With its maiden voyage scheduled for midnight, a

Queens-based start-up airline attempts to take flight at a time when its

industry is experiencing massive economic turbulence.

Universal Airlines, based in Richmond Hill, makes its inaugural flight from

Kennedy Airport to Georgetown, Guyana, tonight, the first of what will be five

weekly flights to the South American country. It will replace Guyana Airways

2000 - which in May suspended operations indefinitely - as that country's

national airline, said Davanand Singh, legal counsel to the airline.

Singh, a former Queens assistant district attorney, acknowledged that with

the U.S. economy in recession, plus the added fallout of decreased airline

travel since Sept. 11, Universal faces some high hurdles.

"This is a family-owned operation. It's quite difficult, but it's also

challenging and rewarding," Singh said. "We don't have the benefits of TWA or

American Airlines. It's difficult, if anything."

Universal also plans to have stops in Port of Spain, Trinidad and Tobago;

the Suriname capital of Parimaribo; and Margarita Island, off the coast of

Venezuela. Singh said only two carriers currently offer regular service to

Guyana: BWIA and North American.

According to its October application to the U.S. Department of

Transportation, seeking approval to fly into and out of the United States,

Universal is owned by two Guyanese sisters, Chandramatie Harpaul and Ramashree

Singh, each of whom has a 50-percent share. The latter's husband, Sudarshan

Singh, is the company's president and the brother of Davanand Singh.

Universal has one plane, a Boeing 767, which it is leasing from LOT Polish

Airlines.
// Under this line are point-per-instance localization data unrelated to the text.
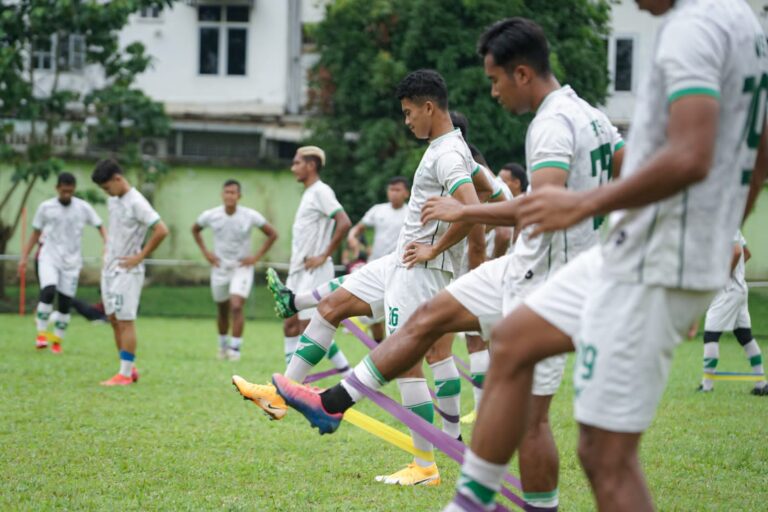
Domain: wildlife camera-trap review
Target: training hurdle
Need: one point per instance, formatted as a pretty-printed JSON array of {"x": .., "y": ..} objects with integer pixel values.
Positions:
[{"x": 439, "y": 439}]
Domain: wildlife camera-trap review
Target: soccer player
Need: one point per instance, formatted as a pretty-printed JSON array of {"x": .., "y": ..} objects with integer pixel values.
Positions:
[
  {"x": 515, "y": 177},
  {"x": 231, "y": 261},
  {"x": 427, "y": 255},
  {"x": 318, "y": 229},
  {"x": 730, "y": 311},
  {"x": 569, "y": 144},
  {"x": 60, "y": 220},
  {"x": 122, "y": 276},
  {"x": 698, "y": 153},
  {"x": 386, "y": 219}
]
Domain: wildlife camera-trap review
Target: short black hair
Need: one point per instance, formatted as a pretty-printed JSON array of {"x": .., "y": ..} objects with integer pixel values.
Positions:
[
  {"x": 313, "y": 158},
  {"x": 400, "y": 179},
  {"x": 232, "y": 182},
  {"x": 516, "y": 41},
  {"x": 461, "y": 122},
  {"x": 105, "y": 170},
  {"x": 424, "y": 85},
  {"x": 66, "y": 178},
  {"x": 518, "y": 172}
]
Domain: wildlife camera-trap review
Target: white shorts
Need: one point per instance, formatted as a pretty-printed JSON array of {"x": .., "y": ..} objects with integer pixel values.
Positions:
[
  {"x": 624, "y": 333},
  {"x": 368, "y": 283},
  {"x": 121, "y": 293},
  {"x": 307, "y": 280},
  {"x": 232, "y": 281},
  {"x": 728, "y": 311},
  {"x": 65, "y": 280},
  {"x": 484, "y": 294}
]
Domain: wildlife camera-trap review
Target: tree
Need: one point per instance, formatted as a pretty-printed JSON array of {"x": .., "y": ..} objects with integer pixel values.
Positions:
[
  {"x": 366, "y": 47},
  {"x": 41, "y": 43}
]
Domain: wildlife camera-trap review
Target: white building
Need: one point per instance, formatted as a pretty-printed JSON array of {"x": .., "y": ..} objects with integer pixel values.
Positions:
[{"x": 630, "y": 51}]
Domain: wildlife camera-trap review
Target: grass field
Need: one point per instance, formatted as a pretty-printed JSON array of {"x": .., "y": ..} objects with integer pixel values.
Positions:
[{"x": 182, "y": 439}]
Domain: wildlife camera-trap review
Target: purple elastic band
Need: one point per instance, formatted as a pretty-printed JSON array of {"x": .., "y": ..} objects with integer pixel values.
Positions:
[
  {"x": 442, "y": 441},
  {"x": 320, "y": 375}
]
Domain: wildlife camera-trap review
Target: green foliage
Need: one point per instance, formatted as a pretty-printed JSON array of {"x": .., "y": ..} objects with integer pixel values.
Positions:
[{"x": 366, "y": 47}]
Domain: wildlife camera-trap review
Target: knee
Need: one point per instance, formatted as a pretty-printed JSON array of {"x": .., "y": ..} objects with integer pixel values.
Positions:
[
  {"x": 65, "y": 304},
  {"x": 47, "y": 294}
]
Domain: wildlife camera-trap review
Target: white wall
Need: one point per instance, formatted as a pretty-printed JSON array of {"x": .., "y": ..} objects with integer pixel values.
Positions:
[{"x": 173, "y": 41}]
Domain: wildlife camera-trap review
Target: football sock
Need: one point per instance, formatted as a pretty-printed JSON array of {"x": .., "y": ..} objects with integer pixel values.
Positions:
[
  {"x": 478, "y": 367},
  {"x": 126, "y": 363},
  {"x": 337, "y": 357},
  {"x": 311, "y": 347},
  {"x": 448, "y": 391},
  {"x": 415, "y": 397},
  {"x": 310, "y": 299},
  {"x": 42, "y": 316},
  {"x": 60, "y": 325},
  {"x": 289, "y": 346},
  {"x": 479, "y": 482}
]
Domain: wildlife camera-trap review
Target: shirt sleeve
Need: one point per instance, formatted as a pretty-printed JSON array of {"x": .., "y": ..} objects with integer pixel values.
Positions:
[
  {"x": 452, "y": 171},
  {"x": 145, "y": 213},
  {"x": 328, "y": 203},
  {"x": 39, "y": 219},
  {"x": 690, "y": 56},
  {"x": 257, "y": 219},
  {"x": 551, "y": 144},
  {"x": 369, "y": 219},
  {"x": 92, "y": 217}
]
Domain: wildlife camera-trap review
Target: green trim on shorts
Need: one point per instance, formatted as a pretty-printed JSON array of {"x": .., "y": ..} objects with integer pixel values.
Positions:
[{"x": 694, "y": 91}]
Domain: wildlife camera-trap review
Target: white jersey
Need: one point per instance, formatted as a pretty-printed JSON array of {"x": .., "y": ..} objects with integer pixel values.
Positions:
[
  {"x": 446, "y": 165},
  {"x": 704, "y": 47},
  {"x": 313, "y": 225},
  {"x": 231, "y": 233},
  {"x": 61, "y": 229},
  {"x": 130, "y": 217},
  {"x": 386, "y": 223},
  {"x": 570, "y": 134}
]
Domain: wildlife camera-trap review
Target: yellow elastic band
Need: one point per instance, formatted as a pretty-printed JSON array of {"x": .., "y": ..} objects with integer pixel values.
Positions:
[{"x": 386, "y": 433}]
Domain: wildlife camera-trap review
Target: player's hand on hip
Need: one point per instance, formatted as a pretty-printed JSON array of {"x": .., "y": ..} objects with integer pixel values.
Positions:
[
  {"x": 415, "y": 253},
  {"x": 551, "y": 209},
  {"x": 312, "y": 262},
  {"x": 441, "y": 208},
  {"x": 128, "y": 262},
  {"x": 212, "y": 259},
  {"x": 248, "y": 261}
]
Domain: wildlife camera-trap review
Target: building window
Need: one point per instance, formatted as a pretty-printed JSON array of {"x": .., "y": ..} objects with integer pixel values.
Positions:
[
  {"x": 151, "y": 13},
  {"x": 223, "y": 39},
  {"x": 622, "y": 70}
]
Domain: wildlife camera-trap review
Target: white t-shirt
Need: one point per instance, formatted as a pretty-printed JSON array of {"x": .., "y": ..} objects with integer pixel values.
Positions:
[
  {"x": 130, "y": 217},
  {"x": 704, "y": 47},
  {"x": 446, "y": 164},
  {"x": 61, "y": 228},
  {"x": 570, "y": 134},
  {"x": 313, "y": 225},
  {"x": 386, "y": 223},
  {"x": 231, "y": 233}
]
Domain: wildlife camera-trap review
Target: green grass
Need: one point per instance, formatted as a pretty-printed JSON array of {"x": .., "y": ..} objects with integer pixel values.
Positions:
[{"x": 182, "y": 439}]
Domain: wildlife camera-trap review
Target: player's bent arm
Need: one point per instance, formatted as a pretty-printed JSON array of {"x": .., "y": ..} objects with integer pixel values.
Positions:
[
  {"x": 759, "y": 173},
  {"x": 342, "y": 228},
  {"x": 33, "y": 239},
  {"x": 272, "y": 236},
  {"x": 684, "y": 160},
  {"x": 159, "y": 232},
  {"x": 618, "y": 159}
]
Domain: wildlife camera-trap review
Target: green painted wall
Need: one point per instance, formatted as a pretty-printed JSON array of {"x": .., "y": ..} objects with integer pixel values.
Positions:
[{"x": 180, "y": 197}]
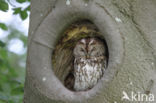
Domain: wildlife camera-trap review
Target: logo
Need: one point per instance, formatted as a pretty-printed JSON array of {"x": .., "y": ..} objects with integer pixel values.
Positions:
[{"x": 137, "y": 97}]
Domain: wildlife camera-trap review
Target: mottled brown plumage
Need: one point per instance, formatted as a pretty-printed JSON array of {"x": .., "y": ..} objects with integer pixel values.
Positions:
[{"x": 89, "y": 64}]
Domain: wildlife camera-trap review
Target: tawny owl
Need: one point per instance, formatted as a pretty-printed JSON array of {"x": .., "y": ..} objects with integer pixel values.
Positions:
[{"x": 89, "y": 64}]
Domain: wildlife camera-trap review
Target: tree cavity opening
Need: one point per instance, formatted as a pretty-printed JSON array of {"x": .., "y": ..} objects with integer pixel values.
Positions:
[{"x": 62, "y": 56}]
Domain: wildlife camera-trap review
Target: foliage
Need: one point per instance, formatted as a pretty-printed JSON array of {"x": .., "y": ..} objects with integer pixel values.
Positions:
[
  {"x": 23, "y": 12},
  {"x": 11, "y": 71},
  {"x": 12, "y": 66}
]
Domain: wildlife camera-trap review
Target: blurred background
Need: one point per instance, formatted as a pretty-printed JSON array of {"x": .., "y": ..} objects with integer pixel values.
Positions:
[{"x": 14, "y": 22}]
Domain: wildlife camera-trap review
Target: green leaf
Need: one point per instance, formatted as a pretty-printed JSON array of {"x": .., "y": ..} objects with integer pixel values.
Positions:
[
  {"x": 23, "y": 14},
  {"x": 28, "y": 8},
  {"x": 3, "y": 6},
  {"x": 2, "y": 44},
  {"x": 3, "y": 26},
  {"x": 17, "y": 10},
  {"x": 21, "y": 1}
]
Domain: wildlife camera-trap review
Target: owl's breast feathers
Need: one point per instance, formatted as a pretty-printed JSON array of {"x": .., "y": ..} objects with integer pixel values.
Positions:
[{"x": 87, "y": 72}]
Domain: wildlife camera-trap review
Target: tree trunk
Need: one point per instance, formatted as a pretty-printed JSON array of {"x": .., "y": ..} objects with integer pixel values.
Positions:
[{"x": 128, "y": 27}]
Originally, the plane had 300 seats, but Universal removed a portion

of those to provide more room for passengers, leaving the plane with a capacity

of about 240. As of Sept. 25, the airline has assets totaling about $1.5

million, according to a document in Universal's DOT application.
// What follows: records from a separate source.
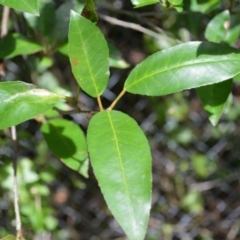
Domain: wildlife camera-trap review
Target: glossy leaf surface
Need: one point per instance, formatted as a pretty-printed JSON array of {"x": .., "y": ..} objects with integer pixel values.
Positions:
[
  {"x": 29, "y": 6},
  {"x": 121, "y": 160},
  {"x": 216, "y": 30},
  {"x": 9, "y": 237},
  {"x": 184, "y": 66},
  {"x": 15, "y": 44},
  {"x": 214, "y": 98},
  {"x": 175, "y": 2},
  {"x": 141, "y": 3},
  {"x": 67, "y": 141},
  {"x": 88, "y": 54},
  {"x": 20, "y": 101},
  {"x": 89, "y": 11}
]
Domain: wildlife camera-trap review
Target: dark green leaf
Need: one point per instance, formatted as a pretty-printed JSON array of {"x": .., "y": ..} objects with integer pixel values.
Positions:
[
  {"x": 175, "y": 2},
  {"x": 216, "y": 30},
  {"x": 20, "y": 101},
  {"x": 9, "y": 237},
  {"x": 184, "y": 66},
  {"x": 233, "y": 32},
  {"x": 88, "y": 54},
  {"x": 141, "y": 3},
  {"x": 15, "y": 44},
  {"x": 204, "y": 6},
  {"x": 67, "y": 141},
  {"x": 29, "y": 6},
  {"x": 121, "y": 160},
  {"x": 89, "y": 11},
  {"x": 214, "y": 98}
]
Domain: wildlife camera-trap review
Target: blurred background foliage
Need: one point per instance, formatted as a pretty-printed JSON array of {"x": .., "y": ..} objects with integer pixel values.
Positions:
[{"x": 196, "y": 188}]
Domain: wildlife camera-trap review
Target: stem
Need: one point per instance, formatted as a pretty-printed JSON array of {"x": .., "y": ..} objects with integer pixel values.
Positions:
[
  {"x": 117, "y": 99},
  {"x": 100, "y": 103},
  {"x": 15, "y": 186}
]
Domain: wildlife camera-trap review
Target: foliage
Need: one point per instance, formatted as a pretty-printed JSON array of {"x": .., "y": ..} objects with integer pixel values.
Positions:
[{"x": 118, "y": 150}]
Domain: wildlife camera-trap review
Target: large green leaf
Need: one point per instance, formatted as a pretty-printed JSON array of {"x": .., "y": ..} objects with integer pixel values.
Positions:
[
  {"x": 89, "y": 11},
  {"x": 29, "y": 6},
  {"x": 67, "y": 141},
  {"x": 216, "y": 30},
  {"x": 184, "y": 66},
  {"x": 214, "y": 98},
  {"x": 141, "y": 3},
  {"x": 15, "y": 44},
  {"x": 20, "y": 101},
  {"x": 88, "y": 54},
  {"x": 121, "y": 161}
]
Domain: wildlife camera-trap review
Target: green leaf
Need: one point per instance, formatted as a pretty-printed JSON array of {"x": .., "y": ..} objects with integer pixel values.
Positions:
[
  {"x": 141, "y": 3},
  {"x": 233, "y": 32},
  {"x": 9, "y": 237},
  {"x": 214, "y": 98},
  {"x": 121, "y": 161},
  {"x": 88, "y": 54},
  {"x": 89, "y": 11},
  {"x": 15, "y": 44},
  {"x": 204, "y": 6},
  {"x": 20, "y": 101},
  {"x": 29, "y": 6},
  {"x": 67, "y": 141},
  {"x": 216, "y": 30},
  {"x": 175, "y": 2},
  {"x": 184, "y": 66}
]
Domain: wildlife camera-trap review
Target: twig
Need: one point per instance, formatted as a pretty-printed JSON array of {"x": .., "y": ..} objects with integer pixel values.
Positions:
[
  {"x": 117, "y": 99},
  {"x": 133, "y": 26},
  {"x": 4, "y": 31}
]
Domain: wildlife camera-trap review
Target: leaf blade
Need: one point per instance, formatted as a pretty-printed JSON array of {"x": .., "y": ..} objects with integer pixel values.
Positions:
[
  {"x": 122, "y": 165},
  {"x": 89, "y": 60},
  {"x": 20, "y": 102},
  {"x": 214, "y": 98},
  {"x": 29, "y": 6},
  {"x": 67, "y": 141},
  {"x": 184, "y": 66}
]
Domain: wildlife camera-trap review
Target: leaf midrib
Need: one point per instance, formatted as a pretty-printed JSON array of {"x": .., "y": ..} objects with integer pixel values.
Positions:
[
  {"x": 173, "y": 68},
  {"x": 123, "y": 172}
]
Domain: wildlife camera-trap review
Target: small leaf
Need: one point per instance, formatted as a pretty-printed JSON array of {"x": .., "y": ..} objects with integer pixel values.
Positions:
[
  {"x": 175, "y": 2},
  {"x": 184, "y": 66},
  {"x": 20, "y": 101},
  {"x": 29, "y": 6},
  {"x": 88, "y": 54},
  {"x": 15, "y": 44},
  {"x": 89, "y": 11},
  {"x": 214, "y": 98},
  {"x": 216, "y": 30},
  {"x": 121, "y": 160},
  {"x": 141, "y": 3},
  {"x": 9, "y": 237},
  {"x": 67, "y": 141}
]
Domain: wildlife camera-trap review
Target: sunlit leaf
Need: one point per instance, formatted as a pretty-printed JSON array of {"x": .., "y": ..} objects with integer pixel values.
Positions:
[
  {"x": 121, "y": 160},
  {"x": 216, "y": 30},
  {"x": 184, "y": 66},
  {"x": 141, "y": 3},
  {"x": 214, "y": 98},
  {"x": 203, "y": 5},
  {"x": 15, "y": 44},
  {"x": 88, "y": 54},
  {"x": 67, "y": 141},
  {"x": 20, "y": 101},
  {"x": 175, "y": 2},
  {"x": 89, "y": 11},
  {"x": 9, "y": 237},
  {"x": 29, "y": 6}
]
It estimates revenues of $24.3 million in 2002, including $21.1 million in

ticket sales, based on an average price of $600 per round-trip ticket.

The airline debuts just in time for Christmas, when many New York-area

Guyanese travel home for the holidays, said Raymond Ally, who originally is

from Guyana and is co-chairman of Agenda 21, a merchants group in Queens.

Guyanese "always carry home lots of baggage," Ally said, a fact not lost on

Universal: Its news release announcing its approval from the U.S. DOT makes

note of the plane's "generous baggage allowance."

The addition of Universal "creates enough competition so that passengers

aren't forced to pay too high a price," Ally said.

Terry Moulton, managing director of the Manhattan-based consulting firm

Airline Capital Associates Inc., said he knows of no other recent examples of a

start-up airline created to serve as specific a market as Universal's.

Regardless, he said, the industry is not in good shape at the moment. He even

offered up the old joke that the best way to make a small fortune is to "start

off with a big one and invest in airlines."

"A start-up airline, if it has a niche, a good business plan and it

operates well within that niche, it should do OK, as long as it stays in that

niche," Moulton said. "It's kind of 'good luck' to them."